Key responsibilities for research assistants
• Coordinate with data providers, develop required technical documentation, and archive all final documentation. • For surveys, draft, refine, and program all survey instruments, following best practices for electronic survey programming and maintaining up-to-date and version-controlled paper and electronic versions. • For surveys, coordinate closely with field staff on survey pilots and contribute to enumerator manuals. • For surveys, draft a data quality assurance plan and manage the quality assurance process. • Implement storage and security measures for all data.
Key resources
• Manage Successful Impact Evaluation Surveys, a course covering best practices for the survey workflow, from planning to piloting instruments and monitoring data quality, at https://osf.io/resya • DIME Analytics Continuing Education for field coordinators, technical trainings and courses for staff implementing field surveys that are updated regularly, at https://osf.io/gmn38 • SurveyCTO coding practices, a suite of DIME Wiki articles covering common approaches to sophisticated design and programming in SurveyCTO, at https://dimewiki.worldbank .org/SurveyCTO_Coding_Practices • Monitoring data quality, a DIME Wiki article covering communication, field monitoring, minimizing attrition, back-checks, and data quality checks, at https://dimewiki.worldbank .org/Monitoring_Data_Quality
Acquiring data ethically and reproducibly
Clearly establishing and documenting access to data are critical for reproducible research.

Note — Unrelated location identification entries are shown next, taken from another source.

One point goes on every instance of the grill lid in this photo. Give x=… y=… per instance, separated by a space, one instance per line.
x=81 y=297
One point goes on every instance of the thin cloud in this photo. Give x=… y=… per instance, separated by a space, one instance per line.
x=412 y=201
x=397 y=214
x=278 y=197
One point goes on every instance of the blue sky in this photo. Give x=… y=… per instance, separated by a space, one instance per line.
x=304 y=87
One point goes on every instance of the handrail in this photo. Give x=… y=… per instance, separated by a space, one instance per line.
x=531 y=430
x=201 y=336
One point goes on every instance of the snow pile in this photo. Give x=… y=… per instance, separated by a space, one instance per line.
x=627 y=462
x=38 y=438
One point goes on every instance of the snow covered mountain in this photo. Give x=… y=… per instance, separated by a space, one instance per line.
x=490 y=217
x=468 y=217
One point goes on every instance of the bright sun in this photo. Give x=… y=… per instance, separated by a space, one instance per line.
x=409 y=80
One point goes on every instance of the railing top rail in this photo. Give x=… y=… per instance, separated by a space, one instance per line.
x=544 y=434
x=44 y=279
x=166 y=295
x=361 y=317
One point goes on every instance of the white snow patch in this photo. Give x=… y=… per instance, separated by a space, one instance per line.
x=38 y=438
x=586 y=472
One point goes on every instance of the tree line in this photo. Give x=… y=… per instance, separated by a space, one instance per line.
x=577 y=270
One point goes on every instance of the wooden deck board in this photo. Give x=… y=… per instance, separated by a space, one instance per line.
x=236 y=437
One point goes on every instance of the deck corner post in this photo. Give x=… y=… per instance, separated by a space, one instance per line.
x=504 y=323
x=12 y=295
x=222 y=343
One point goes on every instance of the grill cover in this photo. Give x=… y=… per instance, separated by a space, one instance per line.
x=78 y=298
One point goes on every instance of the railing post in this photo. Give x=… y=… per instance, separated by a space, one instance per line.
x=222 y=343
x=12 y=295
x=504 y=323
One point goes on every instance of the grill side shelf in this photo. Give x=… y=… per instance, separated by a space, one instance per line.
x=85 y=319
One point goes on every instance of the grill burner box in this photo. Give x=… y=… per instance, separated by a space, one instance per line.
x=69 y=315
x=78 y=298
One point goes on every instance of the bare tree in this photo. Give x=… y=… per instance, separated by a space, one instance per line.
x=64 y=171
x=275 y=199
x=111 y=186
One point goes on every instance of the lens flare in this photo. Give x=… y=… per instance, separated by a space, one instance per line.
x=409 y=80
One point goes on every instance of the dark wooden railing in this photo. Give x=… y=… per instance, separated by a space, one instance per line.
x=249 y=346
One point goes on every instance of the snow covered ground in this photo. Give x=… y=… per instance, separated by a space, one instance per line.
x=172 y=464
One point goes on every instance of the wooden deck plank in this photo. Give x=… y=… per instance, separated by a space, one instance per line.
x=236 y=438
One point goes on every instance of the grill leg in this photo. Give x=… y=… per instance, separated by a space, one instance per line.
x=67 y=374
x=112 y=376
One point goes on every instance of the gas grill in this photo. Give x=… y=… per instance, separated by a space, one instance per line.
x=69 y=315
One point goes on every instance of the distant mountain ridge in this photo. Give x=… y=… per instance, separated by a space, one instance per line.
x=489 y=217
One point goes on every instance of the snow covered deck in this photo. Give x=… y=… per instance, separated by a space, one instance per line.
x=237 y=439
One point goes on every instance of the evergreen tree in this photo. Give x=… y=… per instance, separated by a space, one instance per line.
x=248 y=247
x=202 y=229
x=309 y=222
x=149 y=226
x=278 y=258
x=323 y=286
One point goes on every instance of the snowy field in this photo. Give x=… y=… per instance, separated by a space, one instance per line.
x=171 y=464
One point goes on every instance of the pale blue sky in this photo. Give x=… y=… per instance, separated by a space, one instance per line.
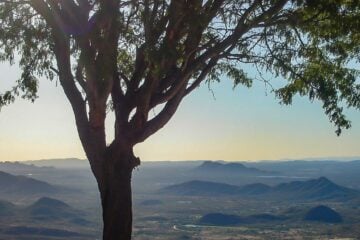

This section provides guidelines for establishing data ownership, receiving data from development partners, and documenting the research team’s right to use data. Researchers are responsible not only for respecting the rights of both people who own and people who are described by the data but also for making that information as available and as accessible as possible. These twin responsibilities can and do come into tension, so it is important for everyone on the team to be informed about what everyone else is doing. Writing down and agreeing to specific details is a good way to do that.